File Extensions


 by Allan J. Greenberg

The file extension is the alpha-numeric character or characters to the right of the dot (or period) in the file name. All file names end with the file extension. The extension indicates the format that the file is written in. When a file is saved, the computer operator provides the file name and the program used provides the file extension, unless the user chooses another file extension.

By default, Windows hides many file extensions for known file types. To see the extensions for all file types, the user must uncheck the "Hide file extensions for known file types" setting in the Folder Options window. Click on the View tab to see this option.

(Caution: if you change the setting to view extensions, you must make sure that you always retain the same extensions when you change the name of a file.)

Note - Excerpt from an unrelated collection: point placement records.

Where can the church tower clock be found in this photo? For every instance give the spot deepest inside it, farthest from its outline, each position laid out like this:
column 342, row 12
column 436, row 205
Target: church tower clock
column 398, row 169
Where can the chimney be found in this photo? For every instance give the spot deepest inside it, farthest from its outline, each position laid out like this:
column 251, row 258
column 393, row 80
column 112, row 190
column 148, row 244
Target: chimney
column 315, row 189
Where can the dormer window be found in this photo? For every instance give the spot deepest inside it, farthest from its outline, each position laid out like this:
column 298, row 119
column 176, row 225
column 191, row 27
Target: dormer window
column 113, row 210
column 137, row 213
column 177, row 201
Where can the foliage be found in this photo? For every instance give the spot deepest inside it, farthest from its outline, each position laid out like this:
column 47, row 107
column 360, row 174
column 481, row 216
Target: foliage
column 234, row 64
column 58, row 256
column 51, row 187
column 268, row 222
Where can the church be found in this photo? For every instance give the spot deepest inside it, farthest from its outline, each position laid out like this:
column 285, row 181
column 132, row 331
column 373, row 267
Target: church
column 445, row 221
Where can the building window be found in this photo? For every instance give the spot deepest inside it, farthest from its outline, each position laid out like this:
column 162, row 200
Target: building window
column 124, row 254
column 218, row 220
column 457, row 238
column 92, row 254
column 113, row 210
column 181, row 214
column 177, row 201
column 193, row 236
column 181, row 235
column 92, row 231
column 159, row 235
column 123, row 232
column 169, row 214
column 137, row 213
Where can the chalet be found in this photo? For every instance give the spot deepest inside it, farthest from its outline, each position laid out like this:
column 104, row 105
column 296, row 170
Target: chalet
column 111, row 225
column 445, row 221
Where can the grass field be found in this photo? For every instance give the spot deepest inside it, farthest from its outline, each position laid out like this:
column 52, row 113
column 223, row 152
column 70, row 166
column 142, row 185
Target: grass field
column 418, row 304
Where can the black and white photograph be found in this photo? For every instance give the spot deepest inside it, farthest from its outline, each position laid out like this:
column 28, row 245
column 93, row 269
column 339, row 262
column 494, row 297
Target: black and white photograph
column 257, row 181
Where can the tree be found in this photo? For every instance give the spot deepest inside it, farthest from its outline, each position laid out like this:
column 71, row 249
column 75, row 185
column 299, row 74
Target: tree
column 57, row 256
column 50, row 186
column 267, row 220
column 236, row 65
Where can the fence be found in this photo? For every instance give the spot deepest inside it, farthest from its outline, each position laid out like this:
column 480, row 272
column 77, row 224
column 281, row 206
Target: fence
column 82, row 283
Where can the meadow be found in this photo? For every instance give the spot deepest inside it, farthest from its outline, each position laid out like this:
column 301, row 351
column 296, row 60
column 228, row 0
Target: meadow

It is often helpful to see the file type so that the computer user can identify the program that was used to create the file. Knowing what program was used to create the file is helpful in knowing what program to use to display the file contents. For example, you may receive an attachment to an e-mail message that contains the following file name: filename.ppt. When you try to display this file, you cannot open it. You wonder why you cannot see the contents of this file. If you could find out what program was used to create this file, you would have a better idea of what program you would need in your computer to view it. In the example file shown above, Microsoft PowerPoint program in MS Office was used to create the file. In order to view this file, you would need MS PowerPoint program or MS PowerPoint Reader installed in your computer. Knowing what program was used to create a .ppt file helps you to know what you need in your computer to view or work with the file.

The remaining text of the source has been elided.